Today, some of our biggest concerns about the dangers of transportation have to do with failing or clashing technologies—we’re afraid onboard GPS and other high-tech features will get mixed up, say, or even get hacked. A century and a half ago, though, our travel worries involved a lot less AI and much more spontaneous combustion and/or mutilation—imagined dangers that were just as scary, and (seemingly) just as real.

Cultural anthropologist Genevieve Bell explained to the Wall Street Journal TECH site that extreme, fearful reactions to new technology are age old, and have even picked up speed alongside our rate of innovation. Critics of early steam-spewing locomotives, for example, thought “that women’s bodies were not designed to go at 50 miles an hour,” and worried that “[female passengers’] uteruses would fly out of [their] bodies as they were accelerated to that speed”—which, for the record, they did and will not.* Others suspected that any human body might simply melt at high speeds.

CC Courtesy Pixabay

Bell attributes this kind of reaction in part to the “moral panic” that a society experiences when particularly revelatory technological advances show up—specifically, ones which interfere with or alter our relationships with time, space, and each other:

“Cars? Clearly the same. Television? Absolutely. The Internet? Yes. Mobile phones? Yes. Fountain pens? Not so much. They may have changed our relationships to other people, but they didn’t really change our relationships to time and space.” 

This society-wide panic often (unfairly) dotes on the threats an innovation might pose to women and children, and it didn’t end when we got over our locomotive fears. As automobiles gained traction in the early 1900s, they were seen by many as noisy, erratic “devil wagons” that women—thought to be prone to fainting, physical weakness, and out-of-the-blue bouts of hysteria—wouldn’t be able to control by themselves and shouldn’t be allowed to drive.

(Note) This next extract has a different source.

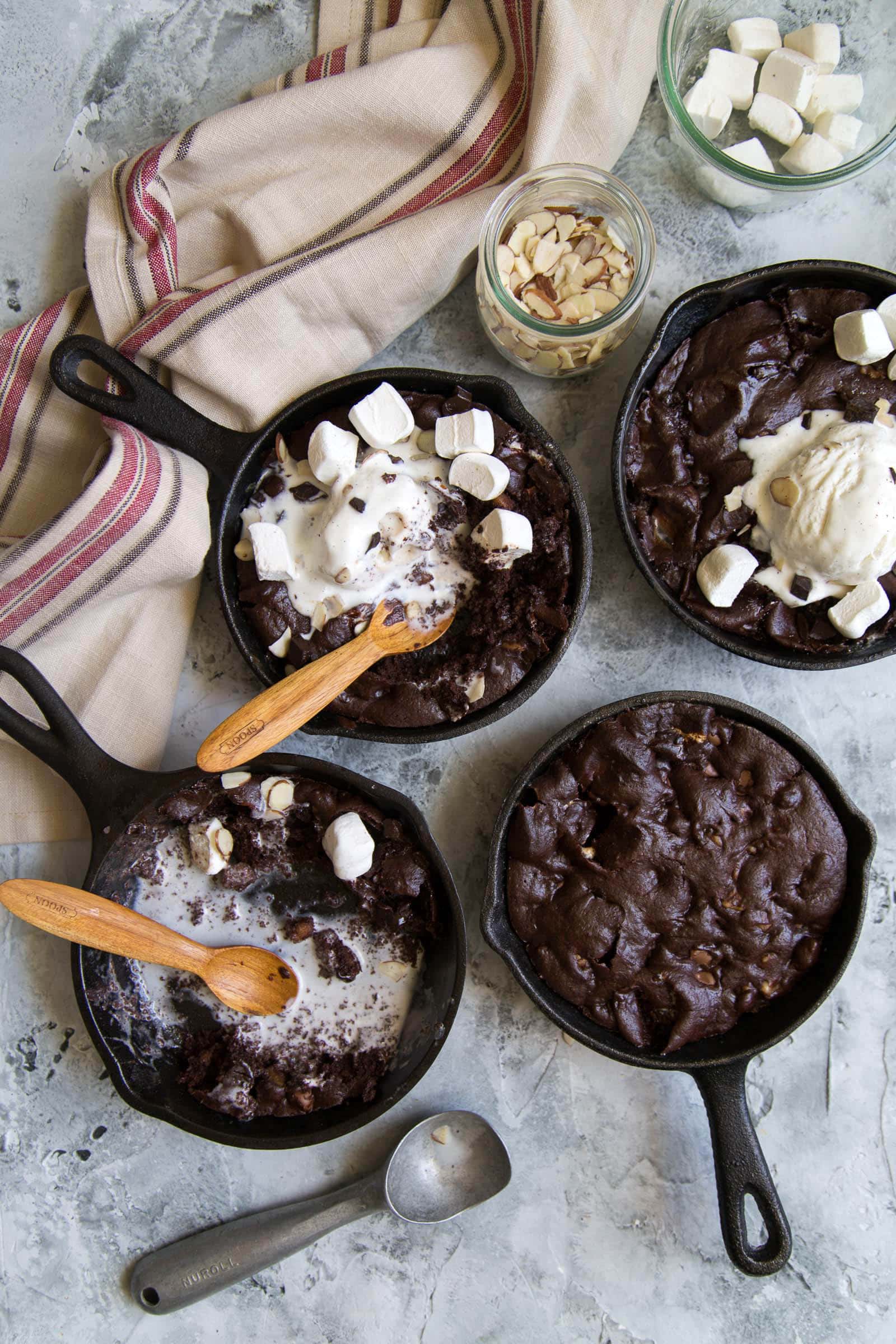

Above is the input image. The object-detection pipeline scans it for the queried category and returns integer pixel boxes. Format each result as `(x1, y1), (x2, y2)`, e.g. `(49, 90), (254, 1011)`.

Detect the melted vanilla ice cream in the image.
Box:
(740, 411), (896, 606)
(236, 436), (475, 637)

CC Courtesy Wikimedia // George Grantham Bain Collection

Nevertheless, women stuck up for their right to mobility. In 1909, 22-year-old Alice Ramsey managed to drive cross-country in a respectable 59 days and—having kept herself, her car, and her three female friends intact along the way—helped prove that women could be trusted behind the wheel.

Time’s also told us that, despite initial fears of the telephone’s possible downsides, chatting on the phone will not cause impropriety, possession, or electrocution in women. With any luck, it’ll turn out that the text-happy youngsters of today will still be able to speak in full sentences tomorrow.

[h/t: reddit user darinda777]

*It’s worth noting, though, that both men and women can risk straining or detaching certain soft connective tissues (such as those holding retinae or breasts in place) when they subject their bodies to truly rapid acceleration—so bungee jumpers be wary.